Answer
The high-tension string has about $7\%$ more tension.
Work Step by Step
Relate the frequency f, length L, tension $F_T$, and mass per unit length, $\mu$.
$$f=\frac{v}{2L}=\frac{1}{2L}\sqrt{\frac{F_T}{\mu}}$$
The mass per unit length is the density multiplied by the cross-sectional area.
$$f=\frac{1}{2L}\sqrt{\frac{F_T}{\rho\pi r^2}}$$
Solve for the tension.
$$F_T=4L^2\rho f^2\pi r^2$$
Take the ratio of high (H) to low (L) tensions.

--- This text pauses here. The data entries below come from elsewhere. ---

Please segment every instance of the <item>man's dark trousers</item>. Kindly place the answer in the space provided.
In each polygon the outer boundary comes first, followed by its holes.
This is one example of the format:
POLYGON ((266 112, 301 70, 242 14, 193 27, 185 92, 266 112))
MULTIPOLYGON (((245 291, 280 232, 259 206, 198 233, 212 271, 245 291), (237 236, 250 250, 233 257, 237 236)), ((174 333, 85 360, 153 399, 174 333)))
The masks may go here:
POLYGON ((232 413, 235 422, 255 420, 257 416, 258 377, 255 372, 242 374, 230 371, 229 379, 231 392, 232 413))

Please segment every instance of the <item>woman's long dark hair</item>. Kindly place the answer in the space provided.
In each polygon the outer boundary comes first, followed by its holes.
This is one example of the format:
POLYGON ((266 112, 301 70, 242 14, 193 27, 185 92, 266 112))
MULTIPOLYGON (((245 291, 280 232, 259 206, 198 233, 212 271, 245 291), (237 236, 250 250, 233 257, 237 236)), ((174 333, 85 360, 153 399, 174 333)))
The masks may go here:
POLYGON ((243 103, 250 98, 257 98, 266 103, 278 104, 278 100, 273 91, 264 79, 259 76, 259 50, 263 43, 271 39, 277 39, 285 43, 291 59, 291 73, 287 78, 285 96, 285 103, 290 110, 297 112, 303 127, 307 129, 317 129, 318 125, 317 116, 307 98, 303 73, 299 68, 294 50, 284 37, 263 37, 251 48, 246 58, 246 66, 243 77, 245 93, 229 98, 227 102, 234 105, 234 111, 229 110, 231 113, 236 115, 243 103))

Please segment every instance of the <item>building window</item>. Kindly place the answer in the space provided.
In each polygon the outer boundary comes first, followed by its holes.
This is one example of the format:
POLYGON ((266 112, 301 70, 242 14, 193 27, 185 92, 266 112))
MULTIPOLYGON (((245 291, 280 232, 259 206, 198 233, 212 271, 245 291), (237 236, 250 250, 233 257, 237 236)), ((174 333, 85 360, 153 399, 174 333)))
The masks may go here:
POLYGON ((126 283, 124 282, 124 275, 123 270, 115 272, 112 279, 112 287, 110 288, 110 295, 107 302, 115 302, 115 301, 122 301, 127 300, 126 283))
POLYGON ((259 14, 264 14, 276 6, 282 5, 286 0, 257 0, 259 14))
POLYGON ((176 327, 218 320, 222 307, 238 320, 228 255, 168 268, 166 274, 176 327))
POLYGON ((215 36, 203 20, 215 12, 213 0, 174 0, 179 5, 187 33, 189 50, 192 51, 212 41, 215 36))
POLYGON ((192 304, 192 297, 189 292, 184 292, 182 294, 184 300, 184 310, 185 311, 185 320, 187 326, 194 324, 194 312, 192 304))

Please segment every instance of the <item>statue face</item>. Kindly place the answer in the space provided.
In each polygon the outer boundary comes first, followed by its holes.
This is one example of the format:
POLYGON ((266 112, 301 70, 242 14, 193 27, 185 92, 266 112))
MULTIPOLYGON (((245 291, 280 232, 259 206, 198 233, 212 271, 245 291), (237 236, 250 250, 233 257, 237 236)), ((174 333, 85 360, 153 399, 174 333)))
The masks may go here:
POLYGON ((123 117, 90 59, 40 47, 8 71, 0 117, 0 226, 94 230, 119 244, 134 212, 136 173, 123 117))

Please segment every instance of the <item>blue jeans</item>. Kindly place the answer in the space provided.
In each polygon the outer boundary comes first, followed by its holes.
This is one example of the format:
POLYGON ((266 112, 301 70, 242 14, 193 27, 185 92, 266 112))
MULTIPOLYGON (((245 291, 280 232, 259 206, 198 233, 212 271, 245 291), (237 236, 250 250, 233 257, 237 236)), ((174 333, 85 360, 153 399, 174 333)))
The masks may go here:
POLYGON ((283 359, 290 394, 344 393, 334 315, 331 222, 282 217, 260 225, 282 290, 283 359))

$$\frac{F_{T,high}}{F_{T,low}}=\frac{4L^2\rho f^2\pi r_H^2}{4L^2\rho f^2\pi r_L^2}$$
The 2 strings are tuned to the same frequency, they have the same length, and the nylon density is the same.
$$\frac{F_{T,high}}{F_{T,low}}=\frac{ r_H^2}{ r_L^2}=\frac{ d_H^2}{ d_L^2}$$
$$\frac{F_{T,high}}{F_{T,low}}=\frac{ (0.724mm)^2}{ (0.699mm)^2}=1.07$$
The high-tension string has about $7\%$ more tension.